The educational legacy of the age of Romanticism is insightfully explored by Johann Aitken and other scholars such as John Willinsky, Kieran Egan, Madeleine Grumet, and Jane Roland Martin. As Aitken (1990) notes, the School of Romance at the end of the eighteenth century and beginning of the nineteenth century contained a view of childhood as

a condition of innocence and our source of hope rather than as a manifestation of original sin or miniature adulthood…the child, trailing clouds of glory is an apt symbol of the Romantic ideals of simplicity, innocence, wisdom and an innate harmony with the natural world, (p. 214)

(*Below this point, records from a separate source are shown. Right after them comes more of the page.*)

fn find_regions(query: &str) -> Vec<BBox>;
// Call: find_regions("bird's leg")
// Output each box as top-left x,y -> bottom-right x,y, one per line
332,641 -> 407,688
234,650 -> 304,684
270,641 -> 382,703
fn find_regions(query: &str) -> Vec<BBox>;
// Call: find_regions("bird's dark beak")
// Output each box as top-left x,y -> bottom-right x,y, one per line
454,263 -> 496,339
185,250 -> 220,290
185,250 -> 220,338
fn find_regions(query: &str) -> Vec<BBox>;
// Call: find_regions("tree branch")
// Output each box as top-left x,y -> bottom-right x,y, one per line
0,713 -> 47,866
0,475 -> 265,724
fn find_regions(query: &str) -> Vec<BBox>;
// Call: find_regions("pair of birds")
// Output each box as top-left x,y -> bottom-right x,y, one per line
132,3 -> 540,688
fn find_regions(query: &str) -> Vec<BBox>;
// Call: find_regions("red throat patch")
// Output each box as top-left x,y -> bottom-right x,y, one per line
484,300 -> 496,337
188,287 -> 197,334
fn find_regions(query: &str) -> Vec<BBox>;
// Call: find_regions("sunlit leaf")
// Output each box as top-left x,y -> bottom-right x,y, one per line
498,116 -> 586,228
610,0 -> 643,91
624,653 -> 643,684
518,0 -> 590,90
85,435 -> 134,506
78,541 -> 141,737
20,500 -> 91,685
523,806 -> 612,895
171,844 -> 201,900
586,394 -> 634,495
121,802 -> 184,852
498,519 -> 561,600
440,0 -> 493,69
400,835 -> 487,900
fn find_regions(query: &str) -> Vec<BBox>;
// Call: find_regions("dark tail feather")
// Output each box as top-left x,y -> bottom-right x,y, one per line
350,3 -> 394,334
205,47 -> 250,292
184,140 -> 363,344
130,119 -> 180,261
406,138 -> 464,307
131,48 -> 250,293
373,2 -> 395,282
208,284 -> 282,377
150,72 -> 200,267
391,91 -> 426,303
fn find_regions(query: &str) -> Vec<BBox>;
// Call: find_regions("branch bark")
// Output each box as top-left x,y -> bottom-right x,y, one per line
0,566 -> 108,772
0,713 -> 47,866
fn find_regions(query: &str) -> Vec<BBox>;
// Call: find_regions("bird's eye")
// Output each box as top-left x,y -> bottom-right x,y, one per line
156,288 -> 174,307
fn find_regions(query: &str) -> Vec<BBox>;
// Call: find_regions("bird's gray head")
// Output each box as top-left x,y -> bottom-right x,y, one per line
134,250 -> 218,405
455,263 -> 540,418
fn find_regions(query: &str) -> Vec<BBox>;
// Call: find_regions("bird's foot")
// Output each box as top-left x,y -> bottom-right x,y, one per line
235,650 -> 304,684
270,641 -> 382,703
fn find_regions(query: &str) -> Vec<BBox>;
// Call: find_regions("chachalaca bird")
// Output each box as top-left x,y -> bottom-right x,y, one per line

Aitken (1990) observes that ‘both Wordsworth and Coleridge congratulate themselves upon having retained something of their childhood selves in their adult lives’ (p. 215). Both poets situate the source of their poetic power in their memories of childhood and their desire to return to it. Aitken cites the Hall and Dennis Report, a Canadian curriculum document from the 1960s as the ultimate example of an incurably Romantic view:

Each [child] and everyone has the right to learn, to play, to laugh, to dream, to love, to dissent, to reach upward, and to be himself. Our children need to be treated as human beings-exquisite, complex, and elegant in their diversity. They must be made to feel that their education heralds the rebirth of an Age of Wonder (ibid, pp. 215-16).